Percutaneous Feeding Tube Placement
Hospitalized veterinary patients commonly require nutritional supplementation due to insufficient caloric intake from vomiting, increased metabolic requirements, severe systemic/gastrointestinal disease or surgery. Nutritional therapy is routinely provided through minimally-invasive nasoesophageal (NE) tubes, esophagostomy (E) tubes, or more invasive means including PEG tubes and surgically placed gastrostomy or jejunosotomy tubes. Parenteral feeding can replace these methods but is costly and is associated with an increased risk of catheter infection, hyperglycemia, and electrolyte disturbances. In addition, enteral feedings are preferred when possible because of improved gut mucosal integrity.

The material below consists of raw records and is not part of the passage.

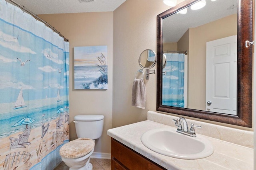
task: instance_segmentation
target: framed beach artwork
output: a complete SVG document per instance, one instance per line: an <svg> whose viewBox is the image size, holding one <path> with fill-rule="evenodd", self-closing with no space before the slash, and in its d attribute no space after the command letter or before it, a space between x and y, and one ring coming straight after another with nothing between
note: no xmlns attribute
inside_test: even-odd
<svg viewBox="0 0 256 170"><path fill-rule="evenodd" d="M107 46L74 47L75 89L107 89Z"/></svg>

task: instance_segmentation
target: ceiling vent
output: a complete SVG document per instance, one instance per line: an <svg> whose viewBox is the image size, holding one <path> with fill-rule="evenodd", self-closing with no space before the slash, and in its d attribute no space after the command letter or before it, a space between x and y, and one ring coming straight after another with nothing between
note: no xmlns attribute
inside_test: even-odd
<svg viewBox="0 0 256 170"><path fill-rule="evenodd" d="M97 1L97 0L79 0L80 3L93 2Z"/></svg>

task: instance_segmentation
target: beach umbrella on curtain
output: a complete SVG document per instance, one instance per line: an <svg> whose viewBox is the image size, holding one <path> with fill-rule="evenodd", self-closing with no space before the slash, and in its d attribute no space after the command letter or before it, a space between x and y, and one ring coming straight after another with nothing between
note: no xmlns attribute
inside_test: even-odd
<svg viewBox="0 0 256 170"><path fill-rule="evenodd" d="M27 129L28 128L28 125L32 123L33 122L35 121L35 120L36 120L34 119L33 119L28 116L18 121L16 123L13 125L12 127L19 126L20 125L26 125L26 128Z"/></svg>

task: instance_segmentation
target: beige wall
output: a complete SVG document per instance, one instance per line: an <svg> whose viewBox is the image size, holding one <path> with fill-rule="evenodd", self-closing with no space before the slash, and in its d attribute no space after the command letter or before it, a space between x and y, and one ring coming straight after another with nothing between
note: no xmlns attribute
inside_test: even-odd
<svg viewBox="0 0 256 170"><path fill-rule="evenodd" d="M189 108L205 109L206 43L236 35L237 21L237 16L234 14L189 29L189 43L192 45L188 57Z"/></svg>
<svg viewBox="0 0 256 170"><path fill-rule="evenodd" d="M162 0L128 0L114 12L113 127L146 120L148 111L156 110L156 74L144 80L146 109L132 106L132 89L140 53L156 52L157 16L169 8Z"/></svg>
<svg viewBox="0 0 256 170"><path fill-rule="evenodd" d="M107 130L112 127L113 95L113 12L42 15L70 42L70 136L77 138L75 115L102 114L105 116L103 134L95 141L95 152L110 152L110 138ZM108 46L108 89L74 90L74 47Z"/></svg>
<svg viewBox="0 0 256 170"><path fill-rule="evenodd" d="M163 51L176 51L177 50L178 43L163 43Z"/></svg>

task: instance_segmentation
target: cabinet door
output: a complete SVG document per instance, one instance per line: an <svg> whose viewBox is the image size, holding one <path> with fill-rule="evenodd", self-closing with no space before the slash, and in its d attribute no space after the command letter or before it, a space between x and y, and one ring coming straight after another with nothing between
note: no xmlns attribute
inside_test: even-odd
<svg viewBox="0 0 256 170"><path fill-rule="evenodd" d="M119 163L114 158L111 159L111 170L127 170L128 169Z"/></svg>
<svg viewBox="0 0 256 170"><path fill-rule="evenodd" d="M166 170L144 156L117 141L111 139L111 157L125 169L130 170ZM111 162L112 162L112 161ZM113 165L111 164L111 166ZM114 168L112 170L114 170ZM127 169L126 169L127 168Z"/></svg>

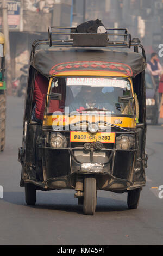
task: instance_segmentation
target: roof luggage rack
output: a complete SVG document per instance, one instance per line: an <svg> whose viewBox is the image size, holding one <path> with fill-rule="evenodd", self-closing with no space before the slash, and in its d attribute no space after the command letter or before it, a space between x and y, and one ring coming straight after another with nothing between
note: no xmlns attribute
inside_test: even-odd
<svg viewBox="0 0 163 256"><path fill-rule="evenodd" d="M107 33L105 34L75 33L76 29L76 27L49 27L48 39L37 40L33 42L32 46L30 60L32 60L35 49L39 45L49 45L49 47L82 46L128 48L133 46L135 52L138 52L138 47L141 48L142 54L146 60L143 46L140 44L140 41L137 38L133 38L131 41L131 34L127 28L106 28ZM57 32L56 32L57 29L64 31ZM70 32L65 32L66 29L69 29ZM64 35L70 39L57 39L58 36ZM122 37L122 39L123 38L123 40L111 40L110 38L114 37L117 39L119 36Z"/></svg>

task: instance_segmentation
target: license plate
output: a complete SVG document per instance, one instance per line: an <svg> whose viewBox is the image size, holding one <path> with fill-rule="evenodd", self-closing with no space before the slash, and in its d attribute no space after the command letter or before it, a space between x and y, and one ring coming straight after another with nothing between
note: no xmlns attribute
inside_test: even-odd
<svg viewBox="0 0 163 256"><path fill-rule="evenodd" d="M93 142L97 141L103 143L114 143L115 133L114 132L97 132L91 134L87 132L71 132L71 142Z"/></svg>

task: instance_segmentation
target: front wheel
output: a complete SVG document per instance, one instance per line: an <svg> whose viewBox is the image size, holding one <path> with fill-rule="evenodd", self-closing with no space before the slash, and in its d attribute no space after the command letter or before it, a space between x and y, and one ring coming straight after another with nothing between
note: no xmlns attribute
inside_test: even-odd
<svg viewBox="0 0 163 256"><path fill-rule="evenodd" d="M35 186L30 183L25 184L26 202L29 205L34 205L36 202L36 190Z"/></svg>
<svg viewBox="0 0 163 256"><path fill-rule="evenodd" d="M96 180L93 176L84 179L83 211L85 214L93 215L96 204Z"/></svg>
<svg viewBox="0 0 163 256"><path fill-rule="evenodd" d="M130 190L128 192L127 204L129 209L136 209L139 205L141 188Z"/></svg>

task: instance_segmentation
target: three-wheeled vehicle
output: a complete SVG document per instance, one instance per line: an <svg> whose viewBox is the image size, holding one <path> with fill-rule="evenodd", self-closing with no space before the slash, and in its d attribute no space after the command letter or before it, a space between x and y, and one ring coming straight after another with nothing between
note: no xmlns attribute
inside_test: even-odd
<svg viewBox="0 0 163 256"><path fill-rule="evenodd" d="M137 208L147 164L143 47L126 28L74 29L49 27L48 39L32 45L20 186L29 205L37 190L73 189L84 214L93 215L103 190L127 192L128 208ZM38 74L49 80L42 125L32 119Z"/></svg>

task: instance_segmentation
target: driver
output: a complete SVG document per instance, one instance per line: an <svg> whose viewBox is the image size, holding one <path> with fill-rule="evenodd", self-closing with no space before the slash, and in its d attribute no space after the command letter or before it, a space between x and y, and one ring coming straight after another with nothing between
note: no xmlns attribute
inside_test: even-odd
<svg viewBox="0 0 163 256"><path fill-rule="evenodd" d="M81 91L69 106L70 112L97 108L109 110L114 113L113 106L109 102L105 102L104 94L101 92L102 88L83 86Z"/></svg>

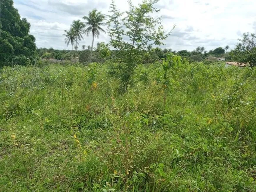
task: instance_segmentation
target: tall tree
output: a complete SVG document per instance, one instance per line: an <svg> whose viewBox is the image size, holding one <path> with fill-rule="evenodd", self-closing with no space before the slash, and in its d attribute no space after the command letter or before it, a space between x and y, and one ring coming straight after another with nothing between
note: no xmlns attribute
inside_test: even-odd
<svg viewBox="0 0 256 192"><path fill-rule="evenodd" d="M202 53L205 50L205 47L202 46L200 48L200 52L201 53Z"/></svg>
<svg viewBox="0 0 256 192"><path fill-rule="evenodd" d="M95 37L99 38L100 31L106 33L106 31L101 26L106 25L107 23L103 22L105 19L105 16L102 14L101 11L98 11L95 9L89 12L88 16L85 16L83 19L86 20L85 25L87 27L85 31L85 34L87 36L91 32L92 34L90 61L92 63L94 38Z"/></svg>
<svg viewBox="0 0 256 192"><path fill-rule="evenodd" d="M201 48L198 46L196 49L196 51L197 53L199 53L201 51Z"/></svg>
<svg viewBox="0 0 256 192"><path fill-rule="evenodd" d="M230 51L232 59L241 63L246 63L251 66L256 66L256 34L243 34L242 39Z"/></svg>
<svg viewBox="0 0 256 192"><path fill-rule="evenodd" d="M35 57L35 39L29 34L30 24L21 19L12 0L0 1L0 67L31 63Z"/></svg>
<svg viewBox="0 0 256 192"><path fill-rule="evenodd" d="M171 33L165 34L161 17L152 16L159 11L154 6L158 1L145 0L135 7L129 0L129 9L125 13L117 9L114 1L110 5L108 32L109 45L116 49L113 59L118 64L112 73L121 79L123 91L132 84L131 77L144 54L142 50L149 45L164 44L162 41Z"/></svg>
<svg viewBox="0 0 256 192"><path fill-rule="evenodd" d="M73 21L71 25L71 27L74 29L74 33L76 36L76 46L77 47L77 49L78 49L78 45L79 45L78 41L80 41L82 39L84 39L84 38L83 37L83 34L84 31L85 27L84 24L80 19ZM77 57L77 49L76 50L76 61L77 60L76 57Z"/></svg>
<svg viewBox="0 0 256 192"><path fill-rule="evenodd" d="M68 46L71 44L72 46L72 52L73 52L74 44L76 41L76 36L75 32L73 28L70 28L69 31L65 30L64 31L66 34L63 34L63 35L66 37L65 38L65 43ZM70 60L71 59L72 54L70 54Z"/></svg>
<svg viewBox="0 0 256 192"><path fill-rule="evenodd" d="M226 50L226 52L227 52L227 50L229 49L230 47L229 45L227 45L225 47L225 50Z"/></svg>

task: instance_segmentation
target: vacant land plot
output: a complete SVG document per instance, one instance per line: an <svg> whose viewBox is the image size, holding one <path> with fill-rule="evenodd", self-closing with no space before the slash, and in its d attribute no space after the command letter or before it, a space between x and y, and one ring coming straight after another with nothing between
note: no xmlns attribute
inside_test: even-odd
<svg viewBox="0 0 256 192"><path fill-rule="evenodd" d="M0 71L4 191L255 191L256 69Z"/></svg>

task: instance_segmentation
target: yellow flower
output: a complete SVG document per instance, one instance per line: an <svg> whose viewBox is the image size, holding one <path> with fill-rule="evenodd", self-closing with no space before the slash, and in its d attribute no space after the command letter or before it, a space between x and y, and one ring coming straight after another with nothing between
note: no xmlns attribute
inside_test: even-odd
<svg viewBox="0 0 256 192"><path fill-rule="evenodd" d="M96 82L94 81L92 83L92 87L94 89L97 88L97 83Z"/></svg>
<svg viewBox="0 0 256 192"><path fill-rule="evenodd" d="M209 120L208 120L208 122L207 122L207 123L208 123L208 124L210 124L212 122L212 121L211 119L209 119Z"/></svg>

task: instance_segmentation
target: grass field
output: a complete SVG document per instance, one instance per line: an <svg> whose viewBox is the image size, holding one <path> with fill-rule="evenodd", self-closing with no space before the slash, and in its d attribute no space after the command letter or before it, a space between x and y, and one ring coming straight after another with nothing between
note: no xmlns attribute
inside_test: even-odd
<svg viewBox="0 0 256 192"><path fill-rule="evenodd" d="M0 191L256 191L256 68L0 69Z"/></svg>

Unfortunately, some patients cannot tolerate traditional enteral feedings due to severe pancreatitis, intractable vomiting, or decreased mental awareness, and the potential morbidity associated with surgically placed jejunostomy tubes is not insignificant in these debilitated animals. Recently, fluoroscopically-placed nasojejunal feeding tubes have been described in veterinary patients28,29 and fluoroscopically-placed esophagojejunostomy are currently being investigated (Figure 11).
Figure 11. Lateral radiograph of a dog with severe pancreatitis and 1 day following fluoroscopic-guided placement of feeding tube through an esophagostomy tube. A guidewire and angled catheter combination are directed under fluoroscopic guidance into the distal duodenum and proximal jejunum. The catheter is removed and the feeding tube is advanced over the guidewire and as far into the jejunum as possible. In this case, the feeding tube (white arrows) reached the ascending duodenum which was sufficient to provide enteral support for the following week.